In contrast, some of these leaders’ entourages were extremely aggressive. At a G20 summit, she had to prevent a Chinese official from entering the room where Obama was talking to Chinese President Xi Jinping. “He tried to push me aside, but it turned into a fight.” Which one did she win? ‘Yes.’
At work she advises: ‘Don’t try to appear tough and flex your muscles, as it were, because that only shows insecurity. When you are tough, you know who you are internally; you don’t have to wave that flag and say, “You have to respect me”; it’s about how you conduct yourself, and that comes from within you.’
What about personal safety? Recently, a clip went viral in which actress Saoirse Ronan on Graham Norton’s TV show listened to her fellow male guests, Paul Mescal and Denzel Washington, laugh disparagingly at Eddie Redmayne and describe how he learned to use a phone for self-defense while preparing on his role. in Sky Atlantic’s The Day of the Jackal. “That’s what girls have to think about all the time,” Ronan said, silencing the embarrassed men. Poumpouras nods approvingly.
Evy employed to protect President Obama, 2012
‘Everything is a weapon. Your phone. A beer mug. Women need every advantage they can find.” She always carries a metal pencil. “It’s super thin and it can go straight into the throat, into the eye.”
She won’t let her daughter stay overnight (“I’ve handled enough child abuse cases… the world is filled with all kinds of people. And they don’t all have the same moral compass as you”).
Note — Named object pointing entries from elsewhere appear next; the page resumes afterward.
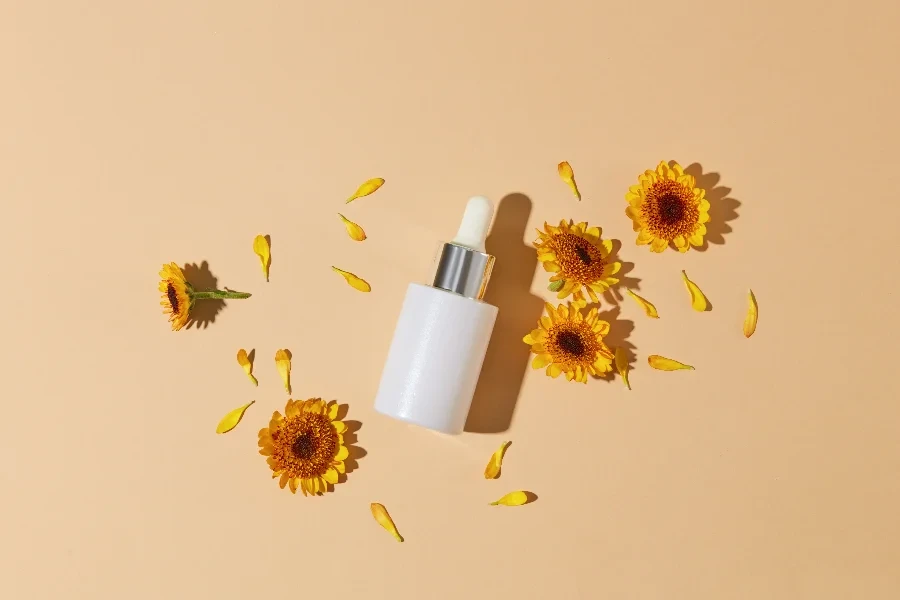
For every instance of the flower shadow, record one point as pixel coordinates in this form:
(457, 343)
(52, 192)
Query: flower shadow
(619, 332)
(507, 359)
(204, 312)
(614, 294)
(722, 207)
She also can’t stand people who identify as victims and claim their lack of success is due to race, gender or class. (“If you are easily offended, you are easily manipulated.”)
Her tips are terrifying: never use public Wi-Fi (criminals can get to your data); do not reveal your holiday plans to the taxi driver (they may tip off burglars or moonlight); make sure you have a ‘go bag’ to grab in case of an emergency.
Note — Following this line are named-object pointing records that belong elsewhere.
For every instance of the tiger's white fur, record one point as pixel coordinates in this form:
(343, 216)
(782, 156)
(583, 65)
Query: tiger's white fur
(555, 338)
Being tough sounds tiring. As a cop, Poumpouras worked up to 16 hours a day on “high alert,” knowing that if necessary, she would “take a bullet” for her bosses. How did she deal with the constant adrenaline?
‘Officers have a neutrality mentality, because if you are emotional you don’t make good decisions. You don’t have high highs, so you don’t celebrate things too much, and you don’t have low lows, so you don’t plummet. That way, if something goes boom, you don’t panic, you say, “Okay, something went boom, how do I deal with it?”
If you are attacked, her advice is: ‘Drop all your inhibitions and be fierce. Claws, fights, scratches – and then runs. They might still win, but at least they’re limping back.” When it’s too late to run, she advises, “Shield. Remember how boxers always cover their faces. I’d rather get a knife blow on my arm than on my face. When you lie on the ground, use your thigh.’ Ideally, we would all practice a sport like boxing – or, in Poumpouras’ case, Brazilian jiu-jitsu. ‘The first time you are hit should never be on the street where someone wants to hurt you. If you’re used to being hit, you can think better when it happens unexpectedly.’
I leave Poumpouras promising to sign up for boxing classes and buy a sharp pencil. Most of all, I followed her last piece of advice: scare myself more.
BULLETPROOF BASE
If you’re on time, you’re late
If I say I’ll be there at 9am, I’ll be there at 8:55pm.
Carry a metal pencil
I would use it to stab an attacker’s throat or eye.
No sleepovers for children
I’ve worked too many abuse cases to ever leave my child with a stranger.
Don’t make small talk with taxi drivers
They can tip off burglars about my vacant house.
Never use public WiFi
I don’t run the risk of cybercriminals discovering my personal information.